Happy Pride Month! As people across the country celebrate Pride and the fourth anniversary of the landmark Supreme Court decision making marriage equality law of the land, we’re waiting for another major ruling that will have a direct impact on the lives of LGBTQ people across the country. On this week’s State of Belief, Interfaith Alliance’s radio show and podcast, we’ll take a look at upcoming court decisions, how little we know about white supremacy, and faith-inspired grassroots activism.
With only four weeks left in this year’s Supreme Court session, some of the most high-profile and consequential cases have yet to be decided, including a ruling that will determine whether businesses have the right to discriminate against LGBTQ people based on religious beliefs. Rabbi Jay Michaelson, author, activist and attorney, will join State of Belief host Rev. Welton Gaddy this week to discuss Masterpiece Cakeshop v. Colorado Civil Rights Commission. At the heart of the case is a baker who refused to bake a wedding cake for a gay couple, claiming he was right to do so on free speech grounds. Welton and Jay will also examine the other cases still before the court and what the decisions could mean for the future of faith and public life in the United States.

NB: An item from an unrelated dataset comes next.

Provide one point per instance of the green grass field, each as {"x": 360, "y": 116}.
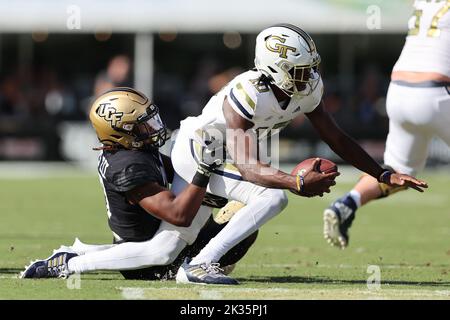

The Justice not Jails initiative from the Interfaith Movement for Human Integrity recently released the results of an online survey that points to a shocking amount of misinformation about our collective history around matters of civil rights and race in this country. While not conclusive, the findings are certainly worth examining – and we’ll do so with the Rev. Peter Laarman.
Hyper-partisanship and political gridlock characterize much of our national politics, but at the state and local level, it can still be a different story. Working to change the narrative is the Faith in Action Fund, sister organization of Faith in Action (formerly PICO National Network), dedicated to holding elected officials accountable to the communities in which they serve, especially in communities of color. The group’s executive director, Andrea Marta, will join Welton this week to talk about organizing in an era of political gridlock and why all of us – especially people of faith – should engage in local politics.